I'm developing a application that needs a cron to be executed every minute and a second. I mean, I need to run a software every 01:01min (or 61 seconds).

I already read some stuff about cron's and I also used some good online generators to get a lot of useful cron, but I didn't know how I can generate this one. Check what I've read until the moment:

Please, can someone help me create this cron?

3
There's alson man 5 crontab. I think you would get what you want with 1 * * * * - spelufo
No, thats every hour and a minute. What you could do is run every minute, and have your process be sleep 1 && whatever. - spelufo
cron only does 1-minute resolution. It can't do what you want to do, at least not directly. Is there some reason you can't use something other than cron? - Keith Thompson

3 Answers

2
votes

Cron can't do this. It only handles 1-minute resolutions. You can use sleep to run a command a specified number of seconds after HH:MM:00, but it can't run a command every 61 seconds.

Here's a Perl script that should do what you want:

#!/usr/bin/perl

use strict;
use warnings;

my @command = @ARGV;

while (1) {
    sleep 61 - time % 61;
    system @command;
}

The sleep call sleeps until the value of time() reaches the next multiple of 61 seconds (measured since the epoch, 1970-01-01 00:00:00 UTC).

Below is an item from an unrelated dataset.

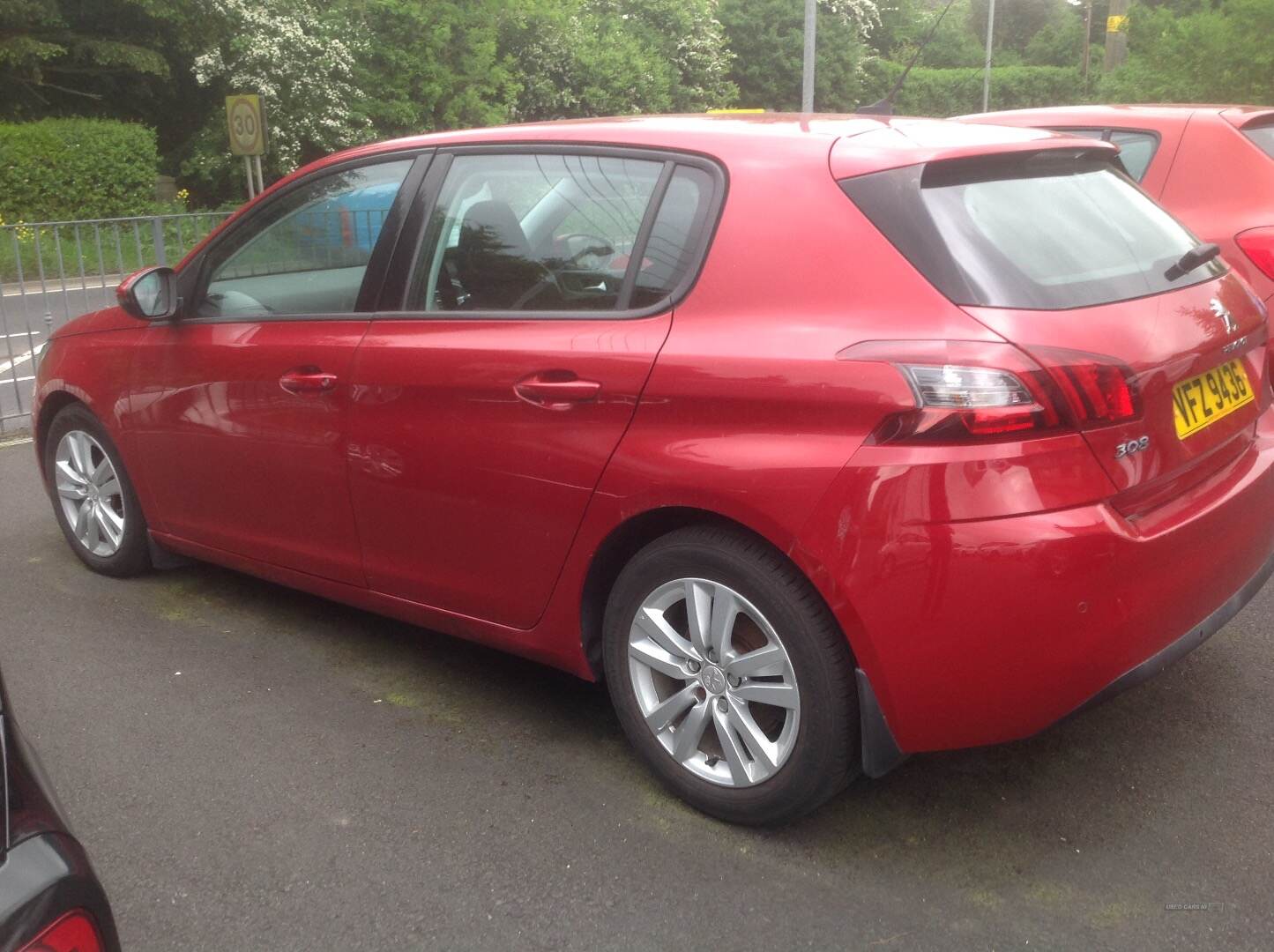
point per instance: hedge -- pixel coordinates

Unlike crontab, this script won't continue running across reboots unless you do something to restart it. If you're using Vixie cron, you can use a a @reboot cron job to restart it.

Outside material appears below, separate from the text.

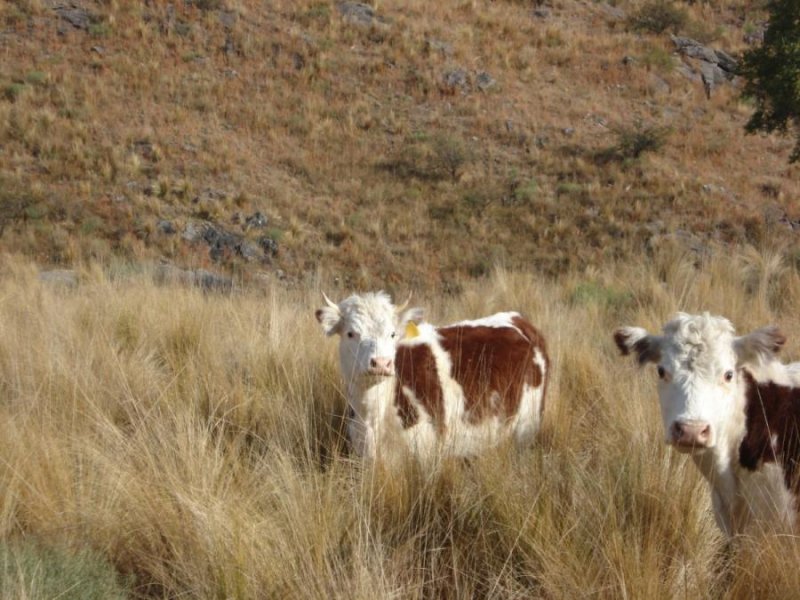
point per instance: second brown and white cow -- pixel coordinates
(728, 402)
(435, 390)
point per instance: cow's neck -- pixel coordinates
(370, 398)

Also unlike crontab, if the command takes longer than 61 seconds to run, the next iteration will be quietly skipped. (That might be a desirable feature).

1
votes

Try something like:

*/1 * * * *    sleep 1; mycommand 
^^                ^^
every minute   one second
1
votes

A normal cron will fail with de leap-second: 00:01:01 / 00:02:02 / 00:03:03 / .. / 00:59:59 / 01:01:00 / ..

Cron is nice, so do not change it for a complete new solution. Add support in your script

check_program_not_already_running
if [ -f ${SLEEPFILE} ]; then
   sleepsecs=$(cat ${SLEEPFILE})
   (( sleepsecs = sleepsecs + 1 ))
   sleep ${sleepsecs}
else
   sleep 1
   sleepsecs = 2
fi
echo ${sleepsecs} > ${SLEEPFILE}
do_your_thing

check_program_not_already_running: You must do something (pidfile / ps / smart cron schedule) to make sure that after 59 runs still only 1 process is sleeping.

Optimize: When ${sleepsecs} = 60, reset the counters and skip 1 run.

Design: What happens the second day? Restart or keep counting with the script above?